Но такой возможности не было.
Я подходил с этой просьбой к Озерову, но тот отнесся скептически.
— Савельев, тебе что, заняться нечем? — прямо спросил взводник. — Чего тебя туда несет? Я на твоем месте радовался бы тому, что можно сидеть и ни хрена не делать. Ты какой-то неправильный сержант.
— Да за три недели уже крыша едет. Хватит меня мариновать в казарме, товарищ старший лейтенант!
— Ничего страшного. Учитывая ранние, уже произошедшие с тобой события, думаю, ты справишься, чтобы сохранить свою крышу в целости и сохранности. Кстати, по поводу нарядов… Вот по роте или по КПП, это я могу тебе устроить.
— Хоть что-то. Но мне бы все равно как все. –с надеждой произнес я.

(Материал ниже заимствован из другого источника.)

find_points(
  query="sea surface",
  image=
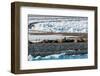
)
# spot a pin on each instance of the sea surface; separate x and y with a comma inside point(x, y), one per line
point(57, 56)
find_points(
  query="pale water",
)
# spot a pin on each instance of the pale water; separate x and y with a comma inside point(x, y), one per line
point(57, 56)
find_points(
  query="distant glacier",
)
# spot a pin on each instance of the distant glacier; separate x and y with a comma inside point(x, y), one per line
point(70, 24)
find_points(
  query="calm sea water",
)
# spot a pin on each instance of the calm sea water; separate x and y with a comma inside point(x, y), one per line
point(57, 56)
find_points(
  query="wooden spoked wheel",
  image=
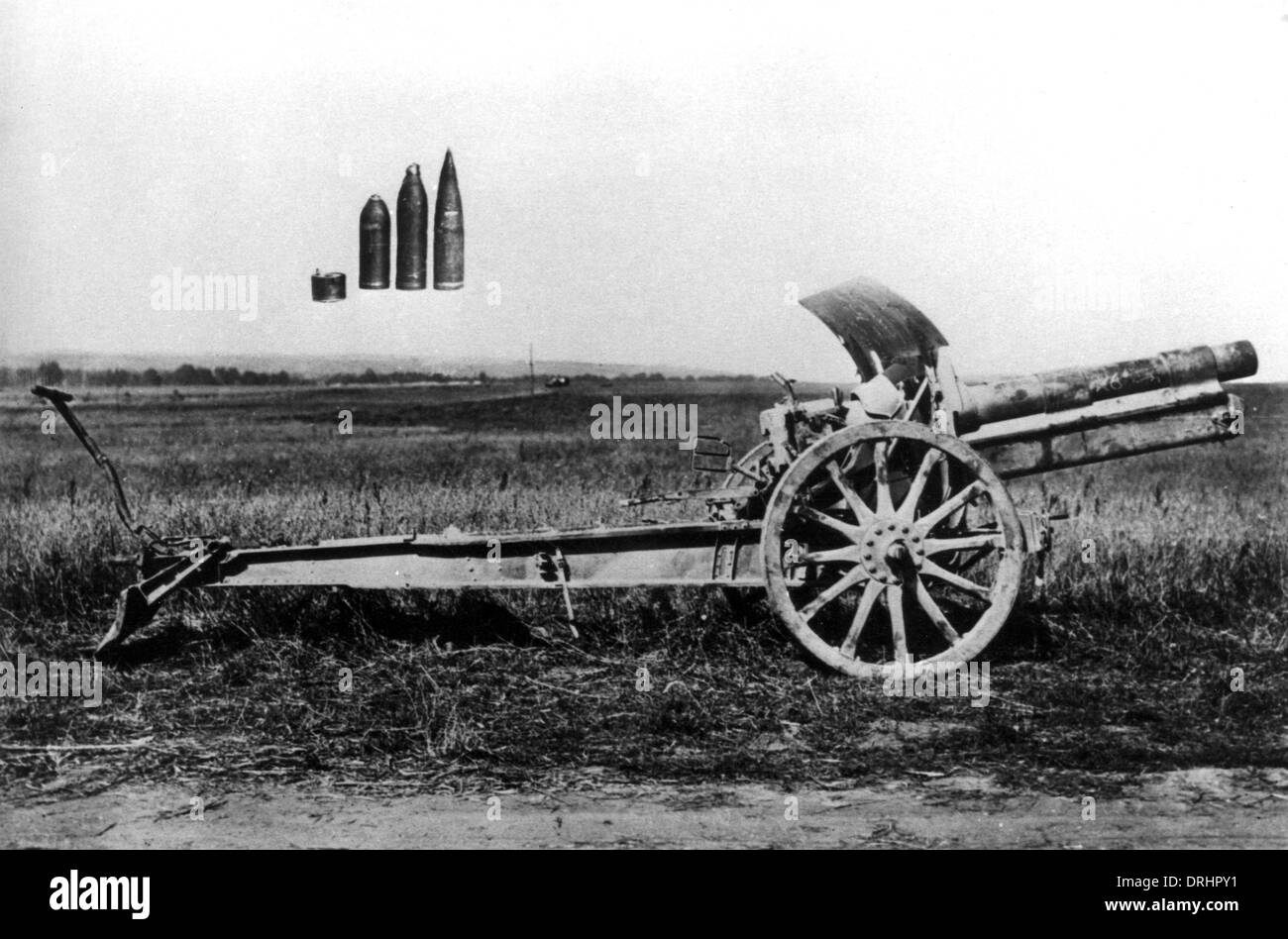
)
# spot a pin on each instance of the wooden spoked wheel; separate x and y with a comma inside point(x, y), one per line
point(888, 541)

— Я поговорю с командиром. Но только чтобы ты больше ко мне не приставал. Ну, Савельев, что же ты такой упрямый-то?!
— Не могу знать, товарищ старший лейтенант! — широко улыбнулся я.
Отсюда я сделал вывод, что видимо, Озеров еще не в курсе, что меня собираются убирать со службы. Пусть так и будет. Вдруг, все-таки пронесет.
Но не пронесло.
Во-первых, двадцать седьмого ноября меня вновь вызвали в канцелярию, куда повторно прибыл майор Привалов. Ох, как же мне хотелось дать ему по нахальной морде, кто бы знал...

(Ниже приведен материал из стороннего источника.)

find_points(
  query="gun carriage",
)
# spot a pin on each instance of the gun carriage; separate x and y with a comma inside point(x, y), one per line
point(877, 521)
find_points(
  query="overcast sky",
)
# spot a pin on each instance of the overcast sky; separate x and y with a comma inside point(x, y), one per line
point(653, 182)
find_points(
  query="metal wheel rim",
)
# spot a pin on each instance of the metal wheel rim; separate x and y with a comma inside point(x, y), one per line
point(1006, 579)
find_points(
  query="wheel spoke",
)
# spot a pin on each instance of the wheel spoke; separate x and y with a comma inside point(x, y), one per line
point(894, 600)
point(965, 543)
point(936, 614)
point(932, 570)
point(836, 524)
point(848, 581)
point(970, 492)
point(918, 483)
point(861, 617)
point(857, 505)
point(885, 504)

— Сержант Савельев! — с ходу обратился он, едва я появился в канцелярии. — Можете сказать мне спасибо, я добился того, чтобы вас отправили домой. Не благодарите.

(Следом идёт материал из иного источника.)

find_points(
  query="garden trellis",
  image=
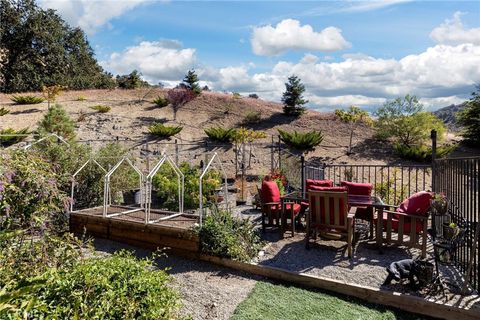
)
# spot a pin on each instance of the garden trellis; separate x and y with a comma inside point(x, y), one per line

Вот урод, он что, еще и издевается? То, что он действует по чьей-то наводке, я даже не сомневался.
— Рад это слышать, товарищ майор! — мрачно произнес я. — А как скоро это произойдет?
Видимо, он не ожидал подобного вопроса, потому и ответил не сразу.
— Не знаю. Меня это уже никак не касается. Но все же, не думаю, что это затянется больше чем на полгода.
От услышанного, у меня даже где-то в груди потеплело.
До аварии пять месяцев. Вот подождите до начала мая, а потом комиссуйте меня сколько угодно. Я с радостью уйду, правда, недалеко — до дома-то всего несколько километров. На какой-то момент я даже подумал, что кто-то из комитета намерено все это провернул, чтобы поскорее взять меня в разработку. Возможно, тот же Павел Сергеевич. Но не думаю, не в его это интересах.
И не в интересах Клыка.
Хотя, тут тоже сложный момент. А что если Клык не стал меня ликвидировать просто потому, что заинтересовался моей личностью? Это вполне логично...
Сержант-срочник, которого покрывает товарищ Черненко, попадает на военный аэродром «Овруч», где принимает непосредственное участие в поимке двух завербованных шпионов. Затем этого срочника отправляют под Припять, откуда позже перекидывают на Юпитер. Там я тоже отличился, переломав планы КГБ. Именно там я спалил Лисицына, что и повлияло на его дальнейшую работу. Затем меня берут в созданное Алексеем Владимировичем элитное подразделение, у которого цель одна — выявлять и препятствовать лицам, кто незаконно присутствует на станции. И тут начинается самое интересное — я столько раз попадал в поле зрения Клыка, что не мог не вызвать его интерес. Скорее всего, именно по этой причине я все еще жив. Что если Клык воспринял это как некую игру?